Dataset features

nlp.Features define the internal structure and typings for each example in the dataset. Features are used to specify the underlying serailization format but also contain high-level informations regarding the fields, e.g. conversion methods from names to integer values for a class label field.

Here is a brief presentation of the various types of features which can be used to define the dataset fields (aka columns):

  • nlp.Features is the base class and should be only called once and instantiated with a dictionnary of field names and field sub-features as detailed in the rest of this list,

  • a python dict specifies that the field is a nested field containing a mapping of sub-fields to sub-fields features. It’s possible to have nested fields of nested fields in an arbitrary manner.

  • a python list or a nlp.Sequence specifies that the field contains a list of objects. The python list or nlp.Sequence should be provided with a single sub-feature as an example of the feature type hosted in this list. Python list are simplest to define and write while nlp.Sequence provide a few more specific behaviors like the possibility to specify a fixed length for the list (slightly more efficient).

Note

A nlp.Sequence with a internal dictionnary feature will be automatically converted in a dictionnary of lists. This behavior is implemented to have a compatilbity layer with the TensorFlow Datasets library but may be un-wanted in some cases. If you don’t want this behavior, you can use a python list instead of the nlp.Sequence.

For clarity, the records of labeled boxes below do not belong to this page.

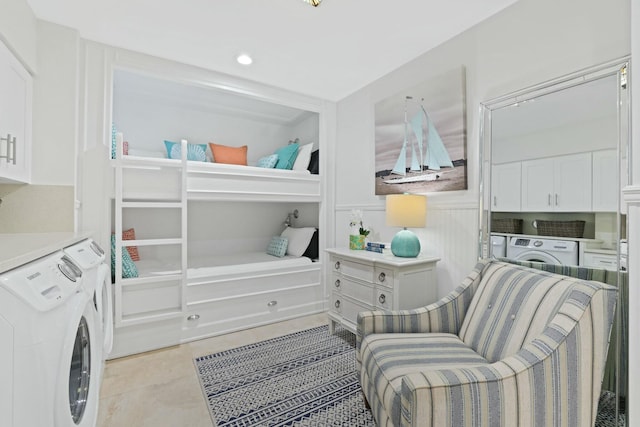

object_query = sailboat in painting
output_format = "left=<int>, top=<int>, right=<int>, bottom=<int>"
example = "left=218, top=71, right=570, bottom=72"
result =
left=384, top=96, right=454, bottom=184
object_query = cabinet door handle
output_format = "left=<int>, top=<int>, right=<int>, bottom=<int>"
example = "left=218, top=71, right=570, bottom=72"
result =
left=0, top=133, right=16, bottom=165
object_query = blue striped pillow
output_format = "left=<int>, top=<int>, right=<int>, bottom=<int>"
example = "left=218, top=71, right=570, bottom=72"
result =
left=267, top=236, right=289, bottom=258
left=256, top=154, right=278, bottom=169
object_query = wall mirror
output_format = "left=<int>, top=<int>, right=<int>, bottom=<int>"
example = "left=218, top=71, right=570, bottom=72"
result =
left=479, top=58, right=631, bottom=425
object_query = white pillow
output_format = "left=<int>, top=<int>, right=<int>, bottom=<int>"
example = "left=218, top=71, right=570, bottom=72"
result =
left=293, top=142, right=313, bottom=171
left=280, top=227, right=316, bottom=256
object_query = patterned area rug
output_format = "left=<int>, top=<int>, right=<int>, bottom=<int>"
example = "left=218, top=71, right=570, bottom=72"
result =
left=195, top=326, right=375, bottom=427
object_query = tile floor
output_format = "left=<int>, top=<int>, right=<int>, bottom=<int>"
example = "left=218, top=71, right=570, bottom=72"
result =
left=98, top=313, right=328, bottom=427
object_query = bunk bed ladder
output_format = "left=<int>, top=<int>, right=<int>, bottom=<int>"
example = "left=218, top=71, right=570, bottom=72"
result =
left=112, top=138, right=188, bottom=328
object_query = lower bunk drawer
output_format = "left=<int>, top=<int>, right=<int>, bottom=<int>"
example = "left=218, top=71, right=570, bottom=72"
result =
left=187, top=263, right=320, bottom=304
left=182, top=283, right=324, bottom=342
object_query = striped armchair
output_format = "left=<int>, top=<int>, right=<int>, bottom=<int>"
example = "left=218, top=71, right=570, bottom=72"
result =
left=356, top=260, right=616, bottom=427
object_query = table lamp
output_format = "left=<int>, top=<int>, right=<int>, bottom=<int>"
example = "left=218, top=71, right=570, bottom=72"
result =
left=387, top=193, right=427, bottom=258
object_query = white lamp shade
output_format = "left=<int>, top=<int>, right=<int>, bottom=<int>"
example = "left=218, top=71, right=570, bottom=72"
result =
left=387, top=194, right=427, bottom=228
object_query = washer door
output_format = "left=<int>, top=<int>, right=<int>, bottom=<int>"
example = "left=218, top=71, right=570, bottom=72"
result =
left=55, top=300, right=101, bottom=427
left=512, top=251, right=562, bottom=265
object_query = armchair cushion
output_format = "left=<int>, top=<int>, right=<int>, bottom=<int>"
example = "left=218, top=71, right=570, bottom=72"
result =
left=358, top=261, right=616, bottom=427
left=361, top=333, right=489, bottom=426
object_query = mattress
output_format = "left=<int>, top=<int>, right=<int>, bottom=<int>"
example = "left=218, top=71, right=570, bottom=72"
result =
left=135, top=252, right=312, bottom=279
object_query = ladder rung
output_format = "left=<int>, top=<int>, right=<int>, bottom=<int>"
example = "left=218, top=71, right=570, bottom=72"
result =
left=122, top=202, right=182, bottom=209
left=122, top=238, right=184, bottom=247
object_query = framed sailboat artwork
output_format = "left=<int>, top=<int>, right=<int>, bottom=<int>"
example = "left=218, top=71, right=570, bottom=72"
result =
left=375, top=67, right=467, bottom=195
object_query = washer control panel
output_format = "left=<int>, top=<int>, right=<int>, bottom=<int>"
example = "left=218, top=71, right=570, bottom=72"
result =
left=0, top=251, right=82, bottom=311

  • a nlp.ClassLabel feature specifies a field with a predefined set of classes which can have labels associated to them and will be stored as integers in the dataset. This field will be stored and retrieved as an integer value and two conversion methodes, nlp.ClassLabel.str2int() and nlp.ClassLabel.int2str() can be used to convert from the label names to the associate integer value and vice-versa.

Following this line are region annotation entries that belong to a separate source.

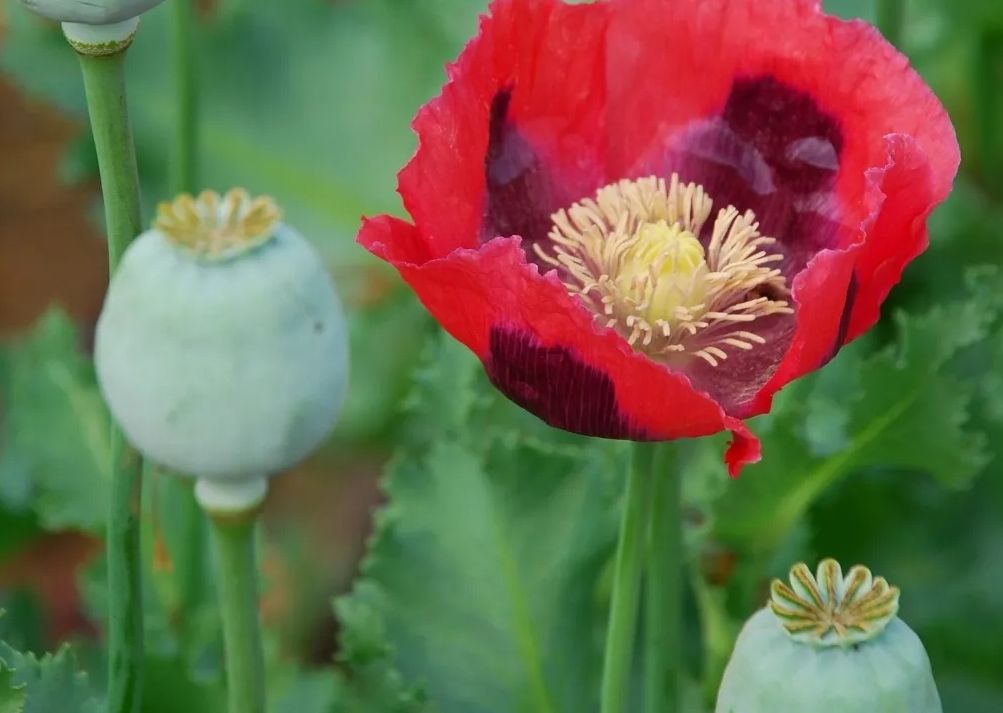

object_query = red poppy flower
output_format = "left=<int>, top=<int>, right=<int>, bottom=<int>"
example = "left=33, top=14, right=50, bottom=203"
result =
left=359, top=0, right=959, bottom=474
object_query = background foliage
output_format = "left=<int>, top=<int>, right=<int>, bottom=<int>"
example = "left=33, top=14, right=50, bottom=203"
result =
left=0, top=0, right=1003, bottom=713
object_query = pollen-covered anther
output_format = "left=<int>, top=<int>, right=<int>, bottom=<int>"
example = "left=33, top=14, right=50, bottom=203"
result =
left=534, top=173, right=792, bottom=366
left=153, top=189, right=282, bottom=260
left=769, top=560, right=899, bottom=646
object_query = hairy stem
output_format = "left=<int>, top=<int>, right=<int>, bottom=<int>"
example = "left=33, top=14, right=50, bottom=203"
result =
left=78, top=49, right=143, bottom=713
left=637, top=443, right=684, bottom=713
left=171, top=0, right=199, bottom=194
left=171, top=0, right=206, bottom=634
left=211, top=514, right=265, bottom=713
left=600, top=444, right=654, bottom=713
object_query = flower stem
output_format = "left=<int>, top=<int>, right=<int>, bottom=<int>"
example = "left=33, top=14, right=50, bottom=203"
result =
left=637, top=443, right=684, bottom=713
left=78, top=48, right=143, bottom=713
left=875, top=0, right=906, bottom=47
left=171, top=0, right=199, bottom=194
left=600, top=444, right=654, bottom=713
left=210, top=514, right=265, bottom=713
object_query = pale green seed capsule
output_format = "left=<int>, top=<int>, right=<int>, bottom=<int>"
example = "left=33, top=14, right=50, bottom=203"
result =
left=715, top=560, right=943, bottom=713
left=94, top=191, right=348, bottom=510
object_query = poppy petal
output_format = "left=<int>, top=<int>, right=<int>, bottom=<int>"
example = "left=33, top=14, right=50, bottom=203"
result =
left=359, top=216, right=759, bottom=475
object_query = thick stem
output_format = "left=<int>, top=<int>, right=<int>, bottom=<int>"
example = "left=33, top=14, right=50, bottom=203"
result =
left=210, top=513, right=265, bottom=713
left=171, top=0, right=206, bottom=633
left=972, top=28, right=1003, bottom=191
left=637, top=443, right=684, bottom=713
left=78, top=48, right=143, bottom=713
left=600, top=445, right=654, bottom=713
left=171, top=0, right=199, bottom=194
left=875, top=0, right=906, bottom=47
left=690, top=567, right=738, bottom=707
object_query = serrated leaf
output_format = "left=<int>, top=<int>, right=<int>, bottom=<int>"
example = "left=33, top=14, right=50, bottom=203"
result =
left=0, top=642, right=100, bottom=713
left=0, top=661, right=25, bottom=713
left=715, top=271, right=1000, bottom=553
left=0, top=310, right=111, bottom=531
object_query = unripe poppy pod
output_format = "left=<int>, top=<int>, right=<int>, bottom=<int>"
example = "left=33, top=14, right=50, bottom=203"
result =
left=715, top=560, right=943, bottom=713
left=21, top=0, right=163, bottom=25
left=94, top=191, right=348, bottom=509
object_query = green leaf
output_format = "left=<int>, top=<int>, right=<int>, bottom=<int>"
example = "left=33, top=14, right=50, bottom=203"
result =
left=0, top=311, right=111, bottom=531
left=0, top=661, right=25, bottom=713
left=714, top=271, right=1000, bottom=553
left=0, top=642, right=100, bottom=713
left=348, top=442, right=622, bottom=713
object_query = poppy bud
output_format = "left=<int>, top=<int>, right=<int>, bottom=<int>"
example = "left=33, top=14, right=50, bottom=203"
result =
left=21, top=0, right=163, bottom=25
left=715, top=560, right=942, bottom=713
left=94, top=190, right=348, bottom=510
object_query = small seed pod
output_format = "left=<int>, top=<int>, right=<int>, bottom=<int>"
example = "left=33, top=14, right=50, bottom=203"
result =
left=715, top=560, right=942, bottom=713
left=94, top=190, right=348, bottom=511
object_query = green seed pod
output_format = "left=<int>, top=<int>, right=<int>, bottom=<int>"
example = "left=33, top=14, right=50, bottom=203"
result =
left=94, top=191, right=348, bottom=510
left=715, top=560, right=943, bottom=713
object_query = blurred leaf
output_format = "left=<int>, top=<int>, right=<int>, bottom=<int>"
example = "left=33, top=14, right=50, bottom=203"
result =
left=0, top=311, right=111, bottom=531
left=338, top=337, right=626, bottom=713
left=269, top=671, right=341, bottom=713
left=0, top=642, right=101, bottom=713
left=715, top=272, right=1000, bottom=552
left=0, top=661, right=25, bottom=713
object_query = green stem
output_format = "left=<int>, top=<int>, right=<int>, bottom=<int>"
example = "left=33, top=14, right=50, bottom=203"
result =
left=638, top=444, right=684, bottom=713
left=875, top=0, right=906, bottom=47
left=78, top=49, right=143, bottom=713
left=171, top=0, right=199, bottom=194
left=972, top=28, right=1003, bottom=191
left=171, top=0, right=206, bottom=634
left=600, top=444, right=654, bottom=713
left=690, top=567, right=737, bottom=706
left=211, top=515, right=265, bottom=713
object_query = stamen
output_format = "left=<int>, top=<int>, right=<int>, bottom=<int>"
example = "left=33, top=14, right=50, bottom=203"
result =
left=153, top=189, right=282, bottom=260
left=534, top=173, right=793, bottom=366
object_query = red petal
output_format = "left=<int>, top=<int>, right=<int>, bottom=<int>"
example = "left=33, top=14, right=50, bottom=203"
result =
left=399, top=0, right=608, bottom=257
left=359, top=216, right=759, bottom=475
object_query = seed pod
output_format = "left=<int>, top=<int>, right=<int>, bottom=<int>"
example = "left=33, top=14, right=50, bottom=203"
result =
left=94, top=190, right=348, bottom=509
left=715, top=560, right=942, bottom=713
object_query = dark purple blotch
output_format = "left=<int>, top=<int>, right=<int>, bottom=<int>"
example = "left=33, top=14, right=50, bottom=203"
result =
left=485, top=327, right=647, bottom=440
left=480, top=87, right=563, bottom=262
left=635, top=75, right=844, bottom=280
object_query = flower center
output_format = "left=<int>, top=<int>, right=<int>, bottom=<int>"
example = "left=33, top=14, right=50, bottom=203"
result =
left=153, top=189, right=282, bottom=261
left=535, top=173, right=793, bottom=366
left=769, top=560, right=899, bottom=647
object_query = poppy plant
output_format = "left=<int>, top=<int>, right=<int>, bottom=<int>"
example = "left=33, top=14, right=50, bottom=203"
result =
left=359, top=0, right=959, bottom=474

  • a nlp.Value feature specifies a single typed value, e.g. int64 or string. The types supported are all the non-nested types of Apache Arrow among which the most commonly used ones are int64, float32 and string.

  • nlp.Tensor is mostly supported to have a compatibility layer with the TensorFlow Datasets library and can host a 0D or 1D array. A 0D array is equivalent to a nlp.Value of the same dtype while a 1D array is equivalent to a nlp.Sequence of the same dtype and fixed length.

  • eventually, two features are specific to Machine Translation: nlp.Translation and nlp.TranslationVariableLanguages. We refere to the package reference for more details on these features.